Now, she may not want to kill you unless you piss her off, or happen to be the annoying mother of a guy she’s considering a future with. She may only want to taste you because, well, she must. She’s got that little problem. Not many people know about it, and those her do are among her most trusted confidantes: a lovely friend called Lucy who runs her bookshop in upstate New York and her best buddy Lord Byron, who happens to be a vampire as well. He provides support, instruction in the ways of vampire art (how to become invisible, how to spot attraction between other people, how to create more undead chums), and is in general a source of inspiration for poor Jane who’s struggling to find meaning in a never-ending life.

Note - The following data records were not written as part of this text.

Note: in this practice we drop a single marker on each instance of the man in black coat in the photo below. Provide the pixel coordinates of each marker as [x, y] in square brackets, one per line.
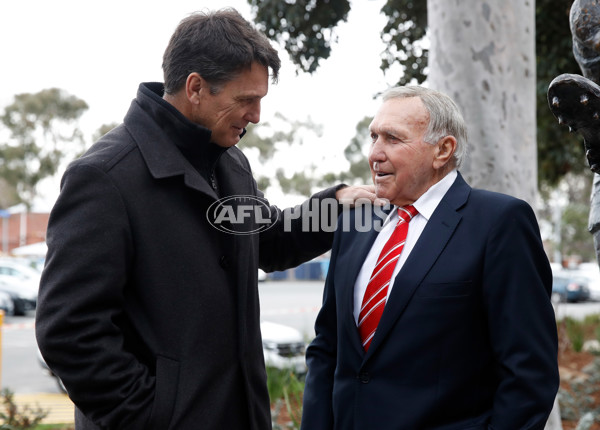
[148, 306]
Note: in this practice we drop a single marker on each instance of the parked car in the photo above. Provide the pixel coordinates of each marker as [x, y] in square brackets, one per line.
[283, 348]
[591, 272]
[21, 283]
[6, 303]
[569, 287]
[23, 295]
[19, 268]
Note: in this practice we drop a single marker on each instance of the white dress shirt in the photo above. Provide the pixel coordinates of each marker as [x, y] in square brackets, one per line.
[426, 204]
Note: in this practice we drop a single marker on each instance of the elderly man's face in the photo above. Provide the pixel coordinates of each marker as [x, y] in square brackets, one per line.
[401, 162]
[229, 111]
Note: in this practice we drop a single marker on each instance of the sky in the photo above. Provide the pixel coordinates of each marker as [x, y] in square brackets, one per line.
[101, 51]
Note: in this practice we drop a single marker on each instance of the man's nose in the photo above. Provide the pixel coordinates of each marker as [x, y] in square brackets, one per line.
[253, 114]
[376, 152]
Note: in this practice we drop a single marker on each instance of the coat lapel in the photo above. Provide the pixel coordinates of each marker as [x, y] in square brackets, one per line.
[161, 156]
[431, 243]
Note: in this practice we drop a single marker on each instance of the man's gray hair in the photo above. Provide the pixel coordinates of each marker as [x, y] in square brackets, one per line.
[445, 118]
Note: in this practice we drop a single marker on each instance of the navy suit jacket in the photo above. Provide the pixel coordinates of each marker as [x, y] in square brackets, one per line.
[468, 336]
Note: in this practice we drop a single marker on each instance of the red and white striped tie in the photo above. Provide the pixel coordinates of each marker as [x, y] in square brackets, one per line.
[376, 294]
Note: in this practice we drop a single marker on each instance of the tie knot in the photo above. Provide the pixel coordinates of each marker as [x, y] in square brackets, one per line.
[407, 212]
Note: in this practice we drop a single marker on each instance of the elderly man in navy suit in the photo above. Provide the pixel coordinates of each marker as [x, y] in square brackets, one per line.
[441, 318]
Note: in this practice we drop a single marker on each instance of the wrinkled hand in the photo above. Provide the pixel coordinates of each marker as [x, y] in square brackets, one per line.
[359, 194]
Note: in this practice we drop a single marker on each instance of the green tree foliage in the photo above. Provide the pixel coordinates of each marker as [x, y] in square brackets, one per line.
[43, 128]
[558, 151]
[303, 27]
[266, 139]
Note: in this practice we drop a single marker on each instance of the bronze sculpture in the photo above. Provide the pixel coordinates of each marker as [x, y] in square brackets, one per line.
[575, 100]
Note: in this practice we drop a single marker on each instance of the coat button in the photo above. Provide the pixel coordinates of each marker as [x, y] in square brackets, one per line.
[224, 262]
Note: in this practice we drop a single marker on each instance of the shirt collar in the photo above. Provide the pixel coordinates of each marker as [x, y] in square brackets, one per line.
[428, 202]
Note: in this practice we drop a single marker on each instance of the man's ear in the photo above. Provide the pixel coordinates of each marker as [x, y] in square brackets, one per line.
[193, 85]
[444, 151]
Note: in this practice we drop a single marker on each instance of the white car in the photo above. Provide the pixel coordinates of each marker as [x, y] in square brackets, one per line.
[6, 303]
[283, 347]
[591, 272]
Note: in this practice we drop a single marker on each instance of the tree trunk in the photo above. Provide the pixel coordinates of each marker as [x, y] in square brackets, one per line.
[483, 55]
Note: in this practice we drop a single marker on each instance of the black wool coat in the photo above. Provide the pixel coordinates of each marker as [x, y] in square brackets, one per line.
[148, 313]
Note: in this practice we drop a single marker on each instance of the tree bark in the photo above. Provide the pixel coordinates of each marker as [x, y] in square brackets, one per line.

The story finds her with a new hit novel, but she knows her old ones are better. She’s getting lots of money from the new book, but not near as much as she’d be getting if she collected royalties on the others. She’s happy with her boyfriend Walter, but can never marry him since he doesn’t know about her little problem. She’s up. She’s down. She’s back. She’s forth. Jane is getting pulled around by all kinds of forces, many of which are entirely out of her control. Such is life, Jane. Such is life.
And such is the way of Jane Goes Batty, the second installment of a trilogy of novels by Michael Thomas Ford. It’s a modern take on the life on Jane Austen, complete with her struggle to find a publisher and her wish to drink as much wine as she wants (as she said, being unmarried allows her to do just that). The book is fun and inspiring in some senses, and probably worth your time if you’re looking for a bit of a romp through an alternate reality or simply trying to re-awaken your internal Janeite. The book flows well and thrives on skillful construction, but seems to be saturated with an overabundance of problems. Poor Jane the Undead has a veritable laundry list of troubles to slog through, not the least of which being an overdue sequel to her bestseller, an intolerable mother-in-law who insists she convert to Judaism, a new editor, an invasive camera crew, and the threat of a visit from another gloomy friend. What’s a girl to do?
Jane Goes Batty is fun but simple, composed by a seasoned author whose interests are as diverse as the subject matter of his books. Michael Thomas Ford spins a fairly interesting tale, and even though it’s nothing to write home about, you certainly won’t hate it! Give it a shot, even if you haven’t read the first portion of the series, and see if you can lose yourself in Jane-love again.
Gentle Readers, this is Shelley de Wees’s fourth review for me and the third for Jane Austen’s World. (She has also reviewed for my other blog, Jane Austen Today.) Shelley also oversees her own blog, The Uprising, which features vegan recipes. Yum. She lives in the northern U.S. I shiver just thinking about the cold.